Dr. Kellner leaned back in his chair, arms folded, and contemplated Schwartz. “When did you last take any pain meds?”
Schwartz counted back the days. It was now Wednesday; he’d run out on Saturday, the day Henry walked off the field. This season had been rough, painwise; much worse than previous years, worse even than this past football season. Until recently, he’d been getting painkillers both from Dr. Kellner and from Michelle, a nurse at St. Anne’s whom he’d dated on and off since sophomore year. But Schwartz had stopped answering Michelle’s texts when he met Pella, and now—of course—Michelle wasn’t answering his. Stupid, stupid, stupid.
“Have you been having trouble sleeping?”
“Only a little,” Schwartz lied. “Because of my back.”
“Any chills or excessive sweating?”
“My sweating is always excessive.” Good thing he’d left his windbreaker on. Kellner couldn’t see that his T-shirt was drenched.
“Have you been feeling unusually anxious or irritable?”
“Me, irritable?” Schwartz joked.
Dr. Kellner didn’t laugh. “You drink with the meds? A few beers here and there?”
Schwartz ignored the question. “We’re not talking about habits,” he said. “We’re talking about a well-defined short-term situation. I just need to make it to Sunday. To give my team a chance to win.”

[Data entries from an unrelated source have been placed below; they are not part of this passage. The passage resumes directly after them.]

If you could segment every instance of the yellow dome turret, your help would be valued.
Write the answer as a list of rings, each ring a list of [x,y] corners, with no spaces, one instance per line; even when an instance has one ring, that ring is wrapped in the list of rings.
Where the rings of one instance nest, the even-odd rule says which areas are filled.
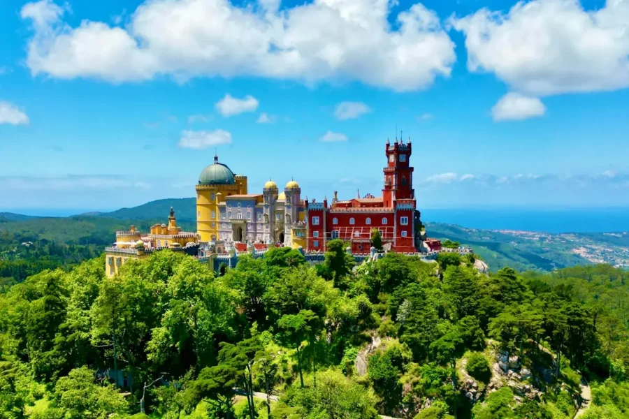
[[[286,184],[286,189],[298,189],[299,184],[291,179],[290,182],[289,182],[287,184]]]
[[[264,184],[264,189],[277,189],[277,184],[276,184],[273,180],[269,179],[268,182],[267,182],[266,184]]]

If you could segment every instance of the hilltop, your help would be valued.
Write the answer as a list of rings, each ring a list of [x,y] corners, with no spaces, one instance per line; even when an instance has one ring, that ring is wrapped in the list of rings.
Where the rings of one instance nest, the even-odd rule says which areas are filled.
[[[185,230],[196,230],[194,198],[162,199],[111,212],[71,217],[35,217],[0,213],[0,246],[46,240],[66,244],[111,244],[115,231],[135,224],[146,230],[166,221],[171,207]],[[526,231],[467,228],[427,221],[428,237],[458,242],[472,247],[495,272],[510,266],[520,271],[550,272],[577,265],[607,263],[629,265],[627,233],[551,234]]]

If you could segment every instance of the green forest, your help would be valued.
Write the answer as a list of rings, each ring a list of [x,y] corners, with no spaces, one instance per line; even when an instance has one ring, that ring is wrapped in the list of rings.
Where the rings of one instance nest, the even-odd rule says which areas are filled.
[[[0,290],[0,418],[629,417],[629,273],[165,250]]]

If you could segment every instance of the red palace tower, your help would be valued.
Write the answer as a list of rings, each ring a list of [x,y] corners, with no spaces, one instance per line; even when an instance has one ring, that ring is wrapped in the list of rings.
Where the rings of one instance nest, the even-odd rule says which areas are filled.
[[[380,231],[382,244],[402,253],[419,251],[425,239],[421,228],[419,212],[416,210],[413,189],[413,168],[410,164],[412,146],[401,141],[385,147],[387,164],[384,168],[384,186],[381,198],[359,195],[349,200],[338,200],[337,193],[331,205],[306,202],[308,251],[325,251],[327,242],[341,239],[350,243],[352,252],[366,253],[371,247],[371,230]]]

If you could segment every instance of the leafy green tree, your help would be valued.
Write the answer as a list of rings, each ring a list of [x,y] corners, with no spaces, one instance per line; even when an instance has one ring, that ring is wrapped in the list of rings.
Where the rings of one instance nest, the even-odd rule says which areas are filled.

Julie poked her blond head around the door. “Doctor K. Your two o’clock is here.”
One of her eyes had a sleepy tic, but otherwise she was cute enough. No doubt she had a steady stream of meds at her disposal, working here. Schwartz should have laid the groundwork a long time ago; too late now. He’d asked around at school, steering clear of his teammates, who might get the wrong idea, but all anyone had was Adderall and coke, coke and Adderall.

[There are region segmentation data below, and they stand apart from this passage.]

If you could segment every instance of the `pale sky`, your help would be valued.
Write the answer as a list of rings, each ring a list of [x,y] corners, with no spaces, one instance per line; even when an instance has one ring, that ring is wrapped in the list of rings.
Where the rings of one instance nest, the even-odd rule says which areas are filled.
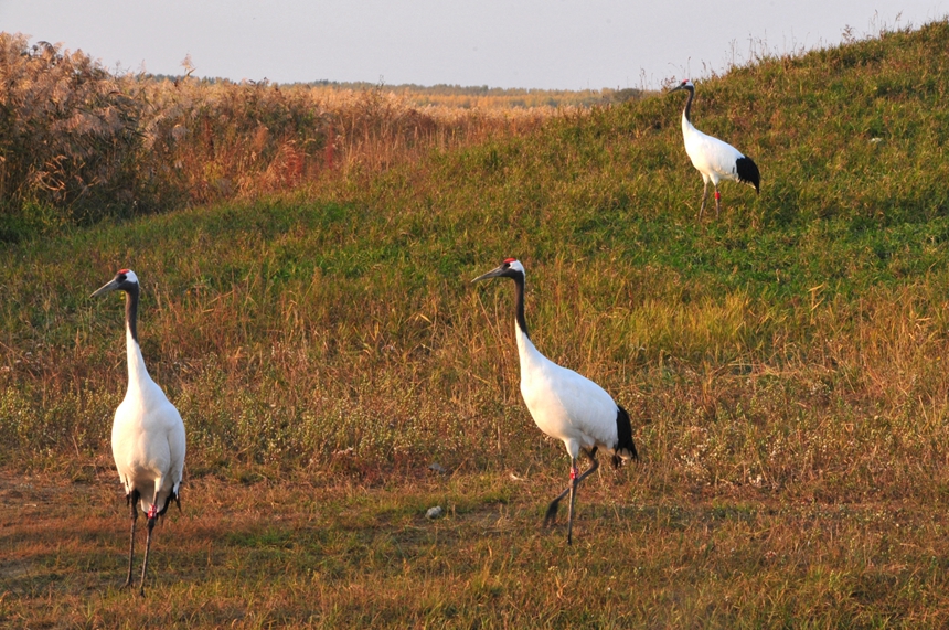
[[[156,74],[191,55],[196,76],[235,81],[599,89],[947,14],[949,0],[0,0],[0,30]]]

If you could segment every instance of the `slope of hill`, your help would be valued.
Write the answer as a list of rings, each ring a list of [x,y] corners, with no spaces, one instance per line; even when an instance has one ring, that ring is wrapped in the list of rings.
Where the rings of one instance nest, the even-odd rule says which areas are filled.
[[[868,461],[865,440],[874,423],[943,409],[947,33],[700,84],[696,125],[763,170],[759,199],[723,186],[717,222],[695,217],[681,99],[654,97],[310,193],[9,246],[0,433],[13,453],[102,452],[124,387],[121,313],[86,295],[128,266],[145,282],[146,355],[191,418],[192,462],[353,447],[375,463],[484,465],[536,441],[511,296],[467,284],[513,255],[540,346],[638,407],[642,439],[667,445],[652,459],[676,474],[811,479],[823,465],[810,439],[842,410],[877,419],[836,436],[841,466],[935,465],[932,433],[902,434],[888,463]],[[799,395],[817,396],[803,413],[788,404]],[[810,437],[764,457],[801,423]],[[702,440],[724,445],[721,460],[686,466],[690,427],[725,431]]]
[[[696,220],[672,95],[0,246],[0,465],[110,474],[122,312],[88,295],[130,267],[212,498],[172,524],[185,583],[157,580],[162,611],[115,589],[88,611],[72,573],[3,568],[31,595],[0,616],[223,626],[252,585],[248,626],[945,626],[947,87],[946,21],[701,82],[695,125],[763,174],[760,196],[723,185],[717,221]],[[520,401],[511,288],[470,285],[507,256],[539,349],[610,391],[641,447],[587,490],[579,555],[524,532],[566,465]],[[433,460],[455,477],[424,479]],[[299,485],[244,488],[260,476]],[[50,572],[105,564],[44,527]]]

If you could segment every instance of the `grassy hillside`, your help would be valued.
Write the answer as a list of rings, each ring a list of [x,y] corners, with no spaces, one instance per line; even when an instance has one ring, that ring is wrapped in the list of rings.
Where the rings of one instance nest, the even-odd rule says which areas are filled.
[[[947,77],[943,21],[700,82],[695,125],[763,174],[758,197],[723,185],[717,221],[696,220],[702,182],[682,149],[676,94],[555,117],[529,135],[433,150],[384,172],[354,169],[266,201],[4,245],[0,465],[86,481],[87,462],[109,467],[110,418],[125,391],[122,309],[88,295],[130,267],[143,284],[146,361],[185,418],[191,479],[319,473],[422,492],[420,508],[427,491],[398,484],[433,483],[422,481],[433,461],[474,485],[514,473],[530,477],[530,498],[510,481],[442,490],[461,502],[483,493],[469,500],[484,508],[501,484],[501,503],[515,496],[527,511],[511,516],[508,534],[519,540],[539,516],[520,501],[552,494],[567,463],[520,399],[512,288],[470,285],[516,256],[535,343],[610,391],[641,447],[641,463],[616,483],[591,483],[582,503],[589,527],[609,520],[609,501],[625,510],[600,537],[590,533],[593,548],[640,545],[632,553],[647,559],[637,566],[673,567],[655,581],[654,570],[610,565],[612,574],[591,569],[598,577],[583,588],[603,592],[608,575],[636,583],[633,618],[655,623],[781,624],[800,615],[820,626],[945,623],[945,554],[931,545],[949,526],[934,515],[949,491]],[[436,548],[429,534],[406,533],[418,525],[409,508],[393,510],[385,517],[410,538],[394,544],[414,549],[396,557]],[[902,516],[884,524],[881,513]],[[348,526],[324,524],[330,536]],[[459,536],[448,553],[487,553],[457,526],[446,525]],[[818,555],[798,546],[808,528]],[[648,555],[670,535],[705,551]],[[622,624],[621,608],[584,617],[583,600],[565,604],[562,583],[541,579],[556,542],[543,537],[534,564],[516,556],[486,568],[483,592],[454,604],[460,621],[417,594],[406,618],[466,624],[497,596],[515,620]],[[419,579],[438,584],[439,572],[457,570],[458,588],[469,588],[476,565],[425,565]],[[522,583],[492,581],[511,566],[543,597],[513,597]],[[330,580],[323,595],[345,610],[344,584],[365,574],[348,565],[320,575]],[[748,576],[778,595],[769,600]],[[366,606],[396,623],[383,594],[365,594]],[[703,608],[726,595],[744,605]],[[544,622],[544,601],[561,601],[563,616]],[[648,616],[657,605],[668,619]],[[288,615],[332,623],[327,611],[310,613]]]

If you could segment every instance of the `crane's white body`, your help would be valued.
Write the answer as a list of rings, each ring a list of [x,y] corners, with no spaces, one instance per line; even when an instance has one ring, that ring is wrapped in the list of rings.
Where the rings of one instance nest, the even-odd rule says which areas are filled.
[[[600,448],[612,455],[614,466],[637,457],[632,427],[629,415],[603,387],[573,370],[557,365],[534,348],[524,318],[524,266],[514,258],[508,258],[500,267],[474,278],[474,281],[499,277],[511,278],[516,287],[514,335],[521,359],[524,404],[537,428],[562,440],[571,456],[571,484],[551,502],[544,517],[545,523],[553,522],[561,500],[569,493],[567,544],[571,544],[578,484],[599,467],[596,452]],[[577,458],[582,452],[590,459],[591,466],[579,474]]]
[[[521,395],[537,428],[562,440],[571,459],[580,449],[615,452],[617,404],[603,387],[573,370],[557,365],[515,325],[521,357]]]
[[[745,156],[729,145],[714,136],[703,134],[695,128],[685,113],[682,113],[682,138],[685,141],[685,153],[692,160],[692,165],[702,174],[702,181],[707,185],[717,186],[723,180],[739,182],[738,168],[736,167],[739,159]]]
[[[689,92],[689,99],[685,102],[685,107],[682,109],[682,139],[685,142],[685,153],[692,160],[692,165],[695,167],[702,174],[704,188],[702,189],[702,205],[699,209],[699,217],[705,212],[705,197],[708,195],[708,182],[715,188],[715,215],[721,212],[718,182],[729,180],[733,182],[746,183],[755,186],[755,192],[759,192],[761,175],[758,172],[758,165],[755,161],[742,153],[732,145],[719,140],[707,134],[703,134],[692,125],[690,111],[692,109],[692,99],[695,98],[695,86],[691,81],[683,81],[678,87],[670,90],[679,92],[684,89]]]
[[[113,421],[113,457],[127,495],[138,491],[141,510],[163,511],[178,495],[184,472],[184,423],[145,366],[126,327],[128,389]]]
[[[126,293],[125,342],[128,360],[128,387],[113,420],[113,457],[119,479],[125,488],[131,516],[131,535],[128,548],[128,577],[131,586],[135,558],[135,525],[138,502],[148,516],[148,537],[141,565],[140,592],[145,595],[148,573],[148,554],[151,532],[158,519],[168,510],[171,500],[178,501],[181,477],[184,472],[184,423],[145,366],[138,344],[137,318],[139,285],[135,273],[121,269],[113,281],[100,287],[93,297],[111,291]],[[181,503],[179,502],[179,508]]]

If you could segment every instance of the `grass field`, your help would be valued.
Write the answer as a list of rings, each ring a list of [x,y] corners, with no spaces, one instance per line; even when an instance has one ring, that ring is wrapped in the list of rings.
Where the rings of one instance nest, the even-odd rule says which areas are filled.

Dr. Kellner shooed Julie away. Schwartz went on: “In moderation these aren’t dangerous drugs, right? They’re legitimate treatment for lots of people. People in way less pain than me. I mean, you can walk into any dentist’s office in town holding your cheek and they’ll write you a scri—”
Dr. Kellner shook his head. “Stop right there, Mike, or I’ll call every doctor, dentist, and pharmacist in a fifty-mile radius and tell them to be on the lookout for you. Moderation means small, non-habit-forming amounts. That’s not you. You’ve got a problem with these narcotics. Period. You’re going through withdrawal, and the sooner you ride that out the better. I should ship you over to St. Anne’s to see a counselor, but I know you won’t go and I don’t have time to play babysitter. You want cortisone, I got cortisone. You want to tell me what else is going on in your life that makes a little oblivion so appealing—I’m all ears. Otherwise I’ll see you next month.”
Doctors were the most self-righteous people on earth, Schwartz thought. Healthy and wealthy themselves, surrounded by the sick and dying—it made them feel invincible, and feeling invincible made them pricks. They thought they understood suffering because they saw it every day. They didn’t understand shit. Plus they could prescribe themselves what they knew they needed without having to listen to lectures about the meaning of moderation from people who hadn’t even read the goddamn Ethics.
Dr. Kellner stood up, looked at his watch.
“Fine,” Schwartz said. “Give me the goddamn shot.”